La minoranza più numerosa è quella induista, che rappresenta il 12,6 per cento degli srilankesi, e l’induismo è praticato dai tamil, il gruppo etnico separatista del nord-est dell’isola che dopo trent’anni di guerra fu sconfitto solo dieci anni fa. Negli ultimi cinque anni il governo di Colombo era riuscito a venir fuori dalla crisi: era arrivata la Cina, l’ingombrante potenza asiatica che tramite un mastodontico prestito, impossibile da ripagare per la piccola isola, alla fine si era presa il porto di Hambantota. Ma da sempre lo Sri Lanka subisce anche l’influenza strategica del grande vicino, l’India, e non a caso è questo uno dei luoghi in cui i giochi di forza tra Pechino e New Delhi si fanno sempre più complicati.
Negli ultimi cinque anni il governo di Colombo, in particolare, aveva puntato tutto sul turismo, considerato un settore chiave per la crescita. Nuovi hotel, sempre più lussuosi, stavano aprendo in tutta l’isola: lo Shangri La, uno degli obiettivi dei terroristi nel giorno di Pasqua, era stato inaugurato soltanto due anni fa. L’anno prima nella capitale Colombo aveva aperto il Mövenpick, e pochi mesi fa il Ritz Carlton – tutti hotel da cinque stelle, a dimostrazione del fatto che lo Sri Lanka poteva attrarre un tipo di turismo ricco in grado di generare un indotto economico notevole. Gli attacchi agli hotel frequentati da stranieri ricordano quelli avvenuti a Bali, in Indonesia, nel 2002 (202 morti) e nel 2005 (23 morti). Dopo quelle due tragedie avvenute nell’isola indonesiana più turistica, il governo di Giacarta si trasformò in un modello di antiterrorismo, e anche oggi Bali è una specie di compound controllatissimo. Molti osservatori, però, dubitano che lo Sri Lanka abbia la forza di usare il modello indonesiano. Anche perché la situazione politica, anche oggi, è molto complicata.

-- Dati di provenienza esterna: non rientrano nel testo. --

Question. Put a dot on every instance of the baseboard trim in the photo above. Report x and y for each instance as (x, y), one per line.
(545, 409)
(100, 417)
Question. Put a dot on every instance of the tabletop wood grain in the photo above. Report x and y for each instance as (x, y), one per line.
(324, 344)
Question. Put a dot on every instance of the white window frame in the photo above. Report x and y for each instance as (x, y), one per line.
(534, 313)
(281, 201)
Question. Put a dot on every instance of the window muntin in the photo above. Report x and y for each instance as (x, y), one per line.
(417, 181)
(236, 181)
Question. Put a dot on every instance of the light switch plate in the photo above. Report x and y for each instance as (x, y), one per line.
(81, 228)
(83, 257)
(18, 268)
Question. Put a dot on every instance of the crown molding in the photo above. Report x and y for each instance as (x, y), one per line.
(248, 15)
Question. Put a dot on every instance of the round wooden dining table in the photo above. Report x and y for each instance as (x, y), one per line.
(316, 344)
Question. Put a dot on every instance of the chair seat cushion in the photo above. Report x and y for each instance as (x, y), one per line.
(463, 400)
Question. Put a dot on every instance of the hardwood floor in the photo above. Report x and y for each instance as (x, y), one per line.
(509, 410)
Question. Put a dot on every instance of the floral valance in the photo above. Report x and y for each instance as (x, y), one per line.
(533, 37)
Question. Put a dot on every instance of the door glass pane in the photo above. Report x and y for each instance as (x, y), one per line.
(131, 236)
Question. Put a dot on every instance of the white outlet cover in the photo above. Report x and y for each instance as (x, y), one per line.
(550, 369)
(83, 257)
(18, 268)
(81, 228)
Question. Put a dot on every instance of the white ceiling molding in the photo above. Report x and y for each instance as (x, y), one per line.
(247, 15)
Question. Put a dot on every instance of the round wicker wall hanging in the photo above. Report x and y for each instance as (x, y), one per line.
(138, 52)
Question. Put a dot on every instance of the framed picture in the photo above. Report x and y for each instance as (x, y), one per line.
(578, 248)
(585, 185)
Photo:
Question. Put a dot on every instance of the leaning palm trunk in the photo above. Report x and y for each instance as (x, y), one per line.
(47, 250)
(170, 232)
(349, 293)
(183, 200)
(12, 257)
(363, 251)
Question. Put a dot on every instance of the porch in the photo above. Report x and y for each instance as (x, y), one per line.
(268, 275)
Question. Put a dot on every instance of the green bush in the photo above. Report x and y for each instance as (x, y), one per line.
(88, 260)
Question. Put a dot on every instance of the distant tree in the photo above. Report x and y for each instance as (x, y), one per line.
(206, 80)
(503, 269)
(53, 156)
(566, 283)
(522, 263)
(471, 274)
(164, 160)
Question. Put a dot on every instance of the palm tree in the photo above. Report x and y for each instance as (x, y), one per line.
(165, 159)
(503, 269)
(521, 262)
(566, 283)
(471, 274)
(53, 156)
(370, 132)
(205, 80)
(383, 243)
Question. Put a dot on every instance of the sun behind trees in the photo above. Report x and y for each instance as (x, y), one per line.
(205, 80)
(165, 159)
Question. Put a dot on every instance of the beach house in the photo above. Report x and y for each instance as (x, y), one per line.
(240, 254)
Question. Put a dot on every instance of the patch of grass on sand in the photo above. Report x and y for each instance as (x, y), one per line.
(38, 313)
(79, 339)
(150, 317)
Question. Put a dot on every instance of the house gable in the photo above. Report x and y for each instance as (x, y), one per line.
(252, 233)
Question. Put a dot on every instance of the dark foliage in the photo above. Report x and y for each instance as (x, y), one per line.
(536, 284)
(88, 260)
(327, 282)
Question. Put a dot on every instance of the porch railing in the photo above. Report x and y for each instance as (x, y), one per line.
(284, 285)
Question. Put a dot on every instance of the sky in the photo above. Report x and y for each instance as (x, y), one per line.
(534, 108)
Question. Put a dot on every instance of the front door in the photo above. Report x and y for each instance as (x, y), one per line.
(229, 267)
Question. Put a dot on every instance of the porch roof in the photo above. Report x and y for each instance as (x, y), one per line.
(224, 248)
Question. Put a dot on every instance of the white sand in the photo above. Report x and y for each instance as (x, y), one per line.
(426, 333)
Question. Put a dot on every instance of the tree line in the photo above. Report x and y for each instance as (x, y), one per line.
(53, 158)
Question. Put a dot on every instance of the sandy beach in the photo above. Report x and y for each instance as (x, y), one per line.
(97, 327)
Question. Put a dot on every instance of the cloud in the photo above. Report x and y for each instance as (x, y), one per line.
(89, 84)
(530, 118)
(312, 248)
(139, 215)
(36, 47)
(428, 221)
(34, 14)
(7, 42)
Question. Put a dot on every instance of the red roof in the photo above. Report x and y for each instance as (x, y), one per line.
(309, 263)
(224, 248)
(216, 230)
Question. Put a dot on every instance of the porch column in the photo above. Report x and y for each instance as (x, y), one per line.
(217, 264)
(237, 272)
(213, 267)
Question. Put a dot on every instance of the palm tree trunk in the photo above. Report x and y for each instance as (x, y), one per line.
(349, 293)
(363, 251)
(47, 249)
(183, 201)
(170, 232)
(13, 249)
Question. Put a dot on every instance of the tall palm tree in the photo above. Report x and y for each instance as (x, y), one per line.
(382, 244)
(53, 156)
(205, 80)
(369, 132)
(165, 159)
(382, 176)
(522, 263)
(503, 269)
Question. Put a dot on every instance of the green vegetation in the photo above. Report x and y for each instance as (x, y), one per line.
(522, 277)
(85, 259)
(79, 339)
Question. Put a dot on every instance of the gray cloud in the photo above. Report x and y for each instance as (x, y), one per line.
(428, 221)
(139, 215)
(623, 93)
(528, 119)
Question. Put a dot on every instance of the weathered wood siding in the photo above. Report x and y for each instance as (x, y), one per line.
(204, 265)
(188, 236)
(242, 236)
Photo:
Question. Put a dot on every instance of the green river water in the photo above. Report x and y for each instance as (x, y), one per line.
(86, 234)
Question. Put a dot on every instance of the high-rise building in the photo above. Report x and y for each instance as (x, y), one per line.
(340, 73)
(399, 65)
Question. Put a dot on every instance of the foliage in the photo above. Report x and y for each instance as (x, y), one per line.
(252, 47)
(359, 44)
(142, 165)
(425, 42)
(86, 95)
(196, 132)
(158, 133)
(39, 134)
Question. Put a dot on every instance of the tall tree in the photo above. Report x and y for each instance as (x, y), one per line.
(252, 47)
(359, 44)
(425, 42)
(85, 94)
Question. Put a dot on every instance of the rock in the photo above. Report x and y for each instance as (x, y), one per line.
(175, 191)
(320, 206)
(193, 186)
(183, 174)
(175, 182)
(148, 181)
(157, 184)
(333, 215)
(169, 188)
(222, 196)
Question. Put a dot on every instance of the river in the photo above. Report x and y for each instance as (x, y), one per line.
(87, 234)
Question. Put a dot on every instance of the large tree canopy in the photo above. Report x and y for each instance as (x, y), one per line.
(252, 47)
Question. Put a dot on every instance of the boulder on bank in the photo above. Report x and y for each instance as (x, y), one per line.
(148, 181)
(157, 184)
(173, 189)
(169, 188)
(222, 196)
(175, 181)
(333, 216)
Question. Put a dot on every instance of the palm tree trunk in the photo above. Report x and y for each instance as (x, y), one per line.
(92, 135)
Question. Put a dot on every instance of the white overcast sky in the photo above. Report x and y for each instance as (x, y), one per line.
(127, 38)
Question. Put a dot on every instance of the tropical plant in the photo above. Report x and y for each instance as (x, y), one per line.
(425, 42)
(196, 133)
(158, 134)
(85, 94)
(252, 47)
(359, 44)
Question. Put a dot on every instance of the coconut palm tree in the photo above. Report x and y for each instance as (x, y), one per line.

In una delle prime conferenze stampa dopo la tragedia, il primo ministro dello Sri Lanka, Ranil Wickremesinghe, ha ammesso la responsabilità delle forze di sicurezza nell’aver ignorato avvertimenti arrivati qualche settimana prima dall’intelligence internazionale e dall’India poche ore prima. In un’intervista alla NDTV, emittente indiana (non a caso: Wickremesinghe è più vicino a New Delhi che a Pechino), il primo ministro ha accusato le Forze dell’ordine di non essere state in grado di prendere precauzioni e di rafforzare la sicurezza nel giorno di Pasqua nonostante gli avvertimenti. È un messaggio per il presidente Maithripala Sirisena, da cui dipendono le Forze armate.
Ma per capire meglio bisogna tornare alla fine dello scorso anno, quando si aprì una gravissima crisi costituzionale nello Sri Lanka. La lotta di potere tra i due aveva portato il presidente Sirisena, a fine ottobre 2018, a rimuovere il primo ministro Wickremesinghe – capo del governo di Colombo dal 2015 – e a sostituirlo con l’ex primo presidente Mahinda Rajapaksa. Dopo due mesi di «esilio forzato» Wickremesinghe era tornato, ma da allora la frattura tra le due più alte cariche dello Stato non si è mai risolta. Molte delle polemiche dopo gli attentati di Pasqua riguardano proprio la crisi politica: il presidente Sirisena ha detto che non era stato informato del pericolo di attacchi islamisti, ma i suoi oppositori sostengono che al primo ministro non era mai stato dato l’accesso alle riunioni per la sicurezza. Una lotta di potere che ha reso ancora più fragile l’apparato di intelligence del Paese. Il presidente ha annunciato che prenderà provvedimenti, e probabilmente la catena di comando della Difesa sarà sostituita. Forse non basterà.